AI Faces Now Fool Almost Everyone, Study Finds_

The next time you're scrolling through LinkedIn and a connection request arrives from someone you don't recognize, take a moment to consider something uncomfortable: you almost certainly cannot tell whether that face is real. Not "probably can't." Not "might struggle." You are, statistically speaking, no better than a coin flip.

That's the headline finding from a peer-reviewed study out of UNSW Sydney and the Australian National University, published in the British Journal of Psychology. Researchers asked 125 participants — including 36 so-called super recognizers, people with exceptional face-recognition abilities sometimes recruited for security and policing work — to look at face images and decide which were real photographs and which were AI-generated. The control group scored 50.7% accuracy. That's not a rounding error away from chance. That is chance. The super recognizers managed 57.3%, which sounds better until you realize it means they still got it wrong more than four times out of ten.

What makes this especially concerning isn't just the poor performance — it's that participants were confident they could spot the fakes. We think we know what AI faces look like. We've all seen the memes about mangled hands and too many teeth. But the generators have moved on. The question is whether our mental models have kept up. Spoiler: they haven't.

The Death of the Visual Checklist

For a few years, the internet developed a folk taxonomy of AI tells. Extra fingers. Earrings that don't match. Text that dissolves into gibberish. Backgrounds that melt into Lovecraftian geometry if you look too closely. These were real artifacts, and for a while, they worked as detection heuristics.

They don't anymore — at least not reliably. The UNSW/ANU study was deliberately designed to reflect this reality. Researchers screened out images with obvious visual defects before presenting them to participants. No melting ears. No seven-fingered hands. Just clean, plausible-looking faces, some real and some synthetic.

This curation step is critical because it mirrors what actually happens in the wild. Nobody running a romance scam or building a fake LinkedIn profile is going to use the image where the teeth look wrong. They'll generate a batch, pick the best one, maybe run it through a face-restoration tool or upscaler, and deploy it. The attacker gets to curate. The victim sees only the final product.

Modern generative pipelines — whether based on later-generation GANs like NVIDIA's StyleGAN3 or diffusion-based systems — have gotten dramatically better at eliminating local rendering artifacts.

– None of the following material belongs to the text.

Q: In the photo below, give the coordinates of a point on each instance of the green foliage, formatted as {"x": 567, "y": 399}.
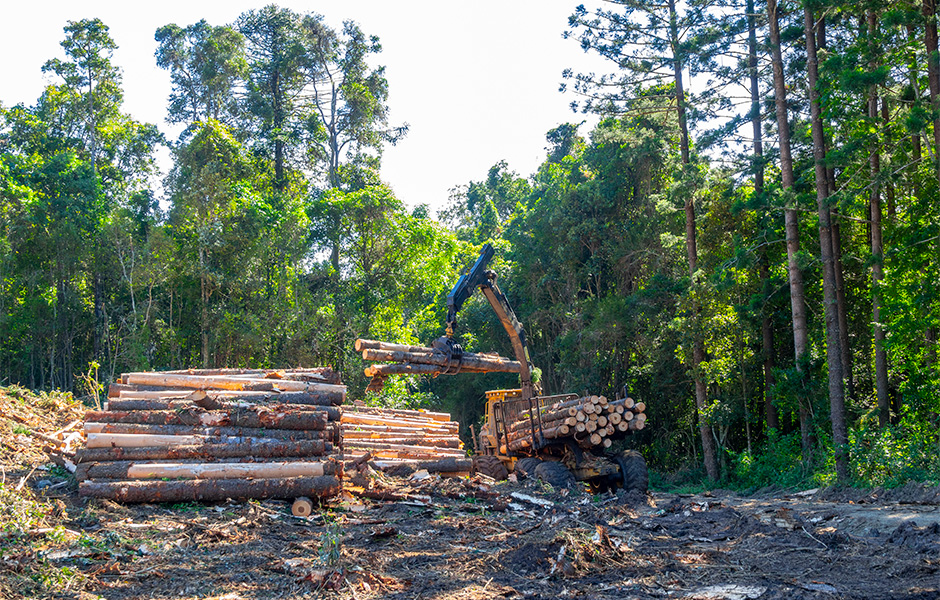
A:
{"x": 777, "y": 462}
{"x": 280, "y": 245}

Better architectures produce more stable synthesis. Higher-resolution generation catches the details that used to break down. And a growing ecosystem of post-processing tools (face restoration, detail enhancement, background replacement) can clean up whatever remains. The visual checklist isn't useless, but it's rapidly becoming a nostalgia act.

Too Perfect to Be Real (But Not in the Way You'd Notice)

So if the obvious tells are gone, is there anything that distinguishes AI faces from real ones? The study suggests yes — but the signal is subtle enough that your conscious visual system isn't going to pick it up reliably.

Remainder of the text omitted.